Is anyone using GitHub Copilot in production?


I'm piloting Copilot as part of an internal trial at my company, and I'm wondering if anyone is actually using Copilot in production or if it's hype driven by non coders. From my testing in Swift, it's certainly able to "write code", but the code it tries to generate is almost always incorrect. It definitely seems like more of a hijacker than a copilot—is this just because of the language I'm using (Swift)? Or is anyone actually writing better code faster?


  👤 solardev Accepted Answer ✓
I tried it for a couple months (Typescript) in production. It was about 80% accurate, and useful for some snippets, but the 20% of errors were subtle and time consuming to debug. I canceled it.

These days I will occasionally use ChatGpt to ask a coding question (alongside Stack), but automatic AI autocomplete just gets in the way for me. I turn off all autocomplete, generally. The time it saves when it's right is overshadowed by the time it takes to manually fix its errors, especially when it takes me out of the flow.

I don't doubt that it can write higher quality code than I can when properly prompted, but doing so in autocomplete and with a high error rate was more disruptive to this human than helpful. YMMV.


👤 muzani
Yeah, our Swift team don't use it. How are you using it? Copilot doesn't seem supported by Xcode. It has the most features on VS Code.

It does an excellent job on Kotlin, especially tests. We find it's most fluent with Python, pretty good with JS and TS, but found several security mistakes on PHP, etc.

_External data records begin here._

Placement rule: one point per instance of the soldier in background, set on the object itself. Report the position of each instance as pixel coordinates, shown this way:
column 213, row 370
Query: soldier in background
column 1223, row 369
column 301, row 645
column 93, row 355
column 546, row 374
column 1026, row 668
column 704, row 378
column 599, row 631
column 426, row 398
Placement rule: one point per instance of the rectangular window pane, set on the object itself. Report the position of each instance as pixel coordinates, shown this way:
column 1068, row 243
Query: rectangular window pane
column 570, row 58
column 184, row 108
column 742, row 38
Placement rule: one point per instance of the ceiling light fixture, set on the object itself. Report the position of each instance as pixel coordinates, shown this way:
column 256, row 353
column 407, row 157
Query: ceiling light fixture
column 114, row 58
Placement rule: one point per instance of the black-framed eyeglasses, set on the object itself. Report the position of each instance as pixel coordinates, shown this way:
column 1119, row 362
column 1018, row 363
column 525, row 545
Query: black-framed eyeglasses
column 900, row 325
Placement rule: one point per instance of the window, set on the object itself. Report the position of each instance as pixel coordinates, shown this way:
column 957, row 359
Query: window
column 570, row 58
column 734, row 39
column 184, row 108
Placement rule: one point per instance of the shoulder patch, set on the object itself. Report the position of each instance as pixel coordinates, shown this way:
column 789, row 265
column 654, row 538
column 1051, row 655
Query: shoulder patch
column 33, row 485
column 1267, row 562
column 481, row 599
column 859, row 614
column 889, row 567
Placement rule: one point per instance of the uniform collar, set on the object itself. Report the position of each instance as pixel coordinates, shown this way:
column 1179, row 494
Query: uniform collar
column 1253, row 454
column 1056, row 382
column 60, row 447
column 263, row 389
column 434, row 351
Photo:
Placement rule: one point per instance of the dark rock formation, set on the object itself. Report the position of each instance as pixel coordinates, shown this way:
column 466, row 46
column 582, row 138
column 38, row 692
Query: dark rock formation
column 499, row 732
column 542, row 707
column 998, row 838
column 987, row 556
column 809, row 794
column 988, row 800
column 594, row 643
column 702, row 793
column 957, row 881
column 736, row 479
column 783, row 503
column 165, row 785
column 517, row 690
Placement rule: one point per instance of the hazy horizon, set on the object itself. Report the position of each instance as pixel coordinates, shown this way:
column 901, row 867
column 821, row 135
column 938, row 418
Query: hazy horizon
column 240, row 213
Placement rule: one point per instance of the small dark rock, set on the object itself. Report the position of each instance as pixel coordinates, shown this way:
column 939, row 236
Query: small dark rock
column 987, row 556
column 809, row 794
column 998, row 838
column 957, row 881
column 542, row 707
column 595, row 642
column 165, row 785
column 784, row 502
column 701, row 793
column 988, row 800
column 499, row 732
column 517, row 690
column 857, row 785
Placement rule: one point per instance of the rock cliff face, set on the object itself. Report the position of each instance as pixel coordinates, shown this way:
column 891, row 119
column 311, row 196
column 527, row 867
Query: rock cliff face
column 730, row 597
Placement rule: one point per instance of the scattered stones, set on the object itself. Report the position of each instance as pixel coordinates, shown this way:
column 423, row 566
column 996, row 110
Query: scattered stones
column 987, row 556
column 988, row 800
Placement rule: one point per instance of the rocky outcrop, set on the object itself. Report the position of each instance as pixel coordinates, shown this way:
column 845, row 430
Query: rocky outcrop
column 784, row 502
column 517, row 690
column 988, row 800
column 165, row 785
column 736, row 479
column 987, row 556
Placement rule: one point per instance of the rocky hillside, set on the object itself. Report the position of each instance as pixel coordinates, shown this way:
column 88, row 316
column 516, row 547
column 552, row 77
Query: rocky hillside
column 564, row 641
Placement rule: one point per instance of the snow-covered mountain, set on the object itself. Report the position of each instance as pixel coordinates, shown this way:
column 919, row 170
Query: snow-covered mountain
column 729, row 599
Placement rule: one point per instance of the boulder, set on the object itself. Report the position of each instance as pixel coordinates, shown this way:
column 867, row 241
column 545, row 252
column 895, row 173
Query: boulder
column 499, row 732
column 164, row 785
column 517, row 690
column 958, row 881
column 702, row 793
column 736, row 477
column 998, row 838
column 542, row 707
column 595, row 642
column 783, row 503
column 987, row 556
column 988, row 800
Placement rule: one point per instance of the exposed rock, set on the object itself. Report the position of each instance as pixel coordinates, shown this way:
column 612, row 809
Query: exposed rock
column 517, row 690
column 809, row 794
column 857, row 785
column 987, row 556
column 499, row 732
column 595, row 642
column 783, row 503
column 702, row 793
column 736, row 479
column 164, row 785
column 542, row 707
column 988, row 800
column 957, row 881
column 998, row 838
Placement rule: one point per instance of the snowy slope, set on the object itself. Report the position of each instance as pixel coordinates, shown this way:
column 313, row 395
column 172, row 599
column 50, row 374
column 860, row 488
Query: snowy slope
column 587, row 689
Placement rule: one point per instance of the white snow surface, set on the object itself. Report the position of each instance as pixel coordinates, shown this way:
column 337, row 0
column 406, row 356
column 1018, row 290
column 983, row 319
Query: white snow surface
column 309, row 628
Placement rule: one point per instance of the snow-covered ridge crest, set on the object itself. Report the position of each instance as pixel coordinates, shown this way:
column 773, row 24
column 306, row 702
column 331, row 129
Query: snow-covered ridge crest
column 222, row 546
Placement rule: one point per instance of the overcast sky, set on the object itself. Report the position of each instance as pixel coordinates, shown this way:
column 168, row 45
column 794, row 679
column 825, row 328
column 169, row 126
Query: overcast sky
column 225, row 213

For boilerplate, accuracy seems a little higher than human. It wrote 1000 lines of mocks & test code in a day for me. But creatively, it's worse, there's some hallucination.

There's a marked increase in quality and accuracy in GPT-4. GPT-4 is high quality enough that it catches tons of mistakes in code reviews and can debug with a screenshot of a stacktrace. Copilot seems like it's a generation or two out of date.


👤 ativzzz
I just use it as an autocomplete. I can usually guess when it will save me keystrokes (when I am doing something repetitive) and will look out for it, otherwise usually I ignore what it gives me, but sometimes it surprises me and saves me more than a few keystrokes.

My company pays for it, I don't think I'd pay for it personally since I use chatGPT when I need more advanced help and copilot is just autocomplete.

I think it's only given me full functions a handful of times (and they're usually quite wrong), most of the time it's just a method name or a super short (1-2 line) code snippet


👤 giaour
I don't use it on my own system, but I will sometimes pair with coworkers who use it. From what I have seen, CoPilot will suggest code that is either subtly wrong or completely broken alongside some really helpful comments. (There must be some selection bias here, since I wouldn't get called in to pair for situations where CoPilot's suggestion was sufficient.)

👤 ctoth
Lots of luck with Typescript and Python, far less with obscure languages like LambdaMOO :)

👤 yogini
I am using it for the Nextjs application.

Mostly using it as an autocomplete but it is quite good for writing repetitive code and logic. Also the new slash commands are pretty useful.


👤 kojeovo
I've been shipping code to production that it generates for months now. It's really good for some things. But yeah a lot of the time it's wrong.

👤 cpach
I don’t use it, but I’m certain it has a quite large user base.

Even if they would have only 1% of all developers world-wide (for example), that’s still a lot of users.


👤 fullstick
I use it at work for production code. I've found it very helpful for typescript. Also very handy for writing tests.